Article ID: | iaor2004529 |
Country: | Netherlands |
Volume: | 33 |
Issue: | 12/13 |
Start Page Number: | 1253 |
End Page Number: | 1273 |
Publication Date: | Jun 2001 |
Journal: | Mathematical and Computer Modelling |
Authors: | Gusev Y., Kagansky V., Dooley W.C. |
Keywords: | stochastic processes, medicine |
A stochastic model of chromosomal instability has been previously developed which has included one adjustable parameter – the probability of a segregation error. Using computer simulations, we have previously analyzed this model and were able to reproduce a short-term dynamics of chromosome copy number distributions in clones of cancer cells. In a short run, segregation errors provide a continuous production of deviant cells with increasing variation of cell karyotypes, which depends upon the rate of segregation errors. In the long-term observations, many tumors and cancer cell lines have been observed to maintain a stable, although abnormal, distribution of chromosome number for hundreds of cell generations. This phenomenon of ‘stability within instability’ presents an interesting paradox, which could be addressed mathematically. However, this would require modeling of long term growth of tumor cell clones for hundreds of generations, which has far exceeded capabilities of modern computer systems. In this study, we have analyzed asymptotic behavior of our model using a semianalytical approach. A transition probability matrix was derived analyatically and implemented in a recursive algorithm for computational experiments. Using this transition probability model, the expected frequencies of chromosome copy number have been calculated under various initial and boundary conditions. We have also tested several alternative models, which describe various mechanisms of errors in segregation of chromosomes, and found conditions for stabilization of distribution of chromosomes copy numbers over a large number of cell generations. Stable clonal frequencies were estimated which are independent of initial conditions, i.e., chromosome copy numbers in the initiator cells. These stable distributions were, however, dependent on the model assumptions regarding particular mechanism of errors in segregation of chromosomes.
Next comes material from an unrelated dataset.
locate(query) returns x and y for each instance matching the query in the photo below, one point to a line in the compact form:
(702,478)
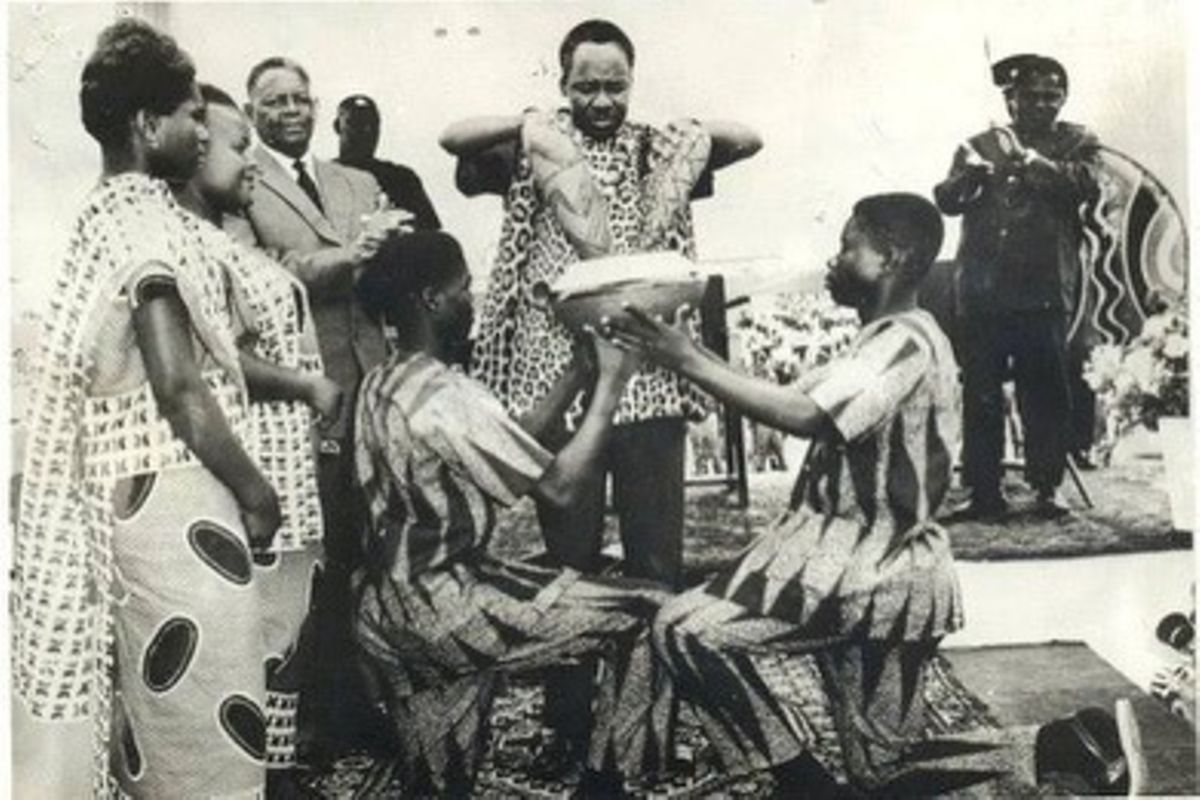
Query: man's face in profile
(598,86)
Thus, our modeling results have suggested a possible connection between the form of stable distribution of chromosome numbers in tumors and the underlying mechanism of errors in segregation of chromosomes. This new analytical approach allows us to overcome technical impairments and limitations of computer simulation, and, for the first time, provides mathematical insight into long-term evolution of chromosome numerical changes in human tumors.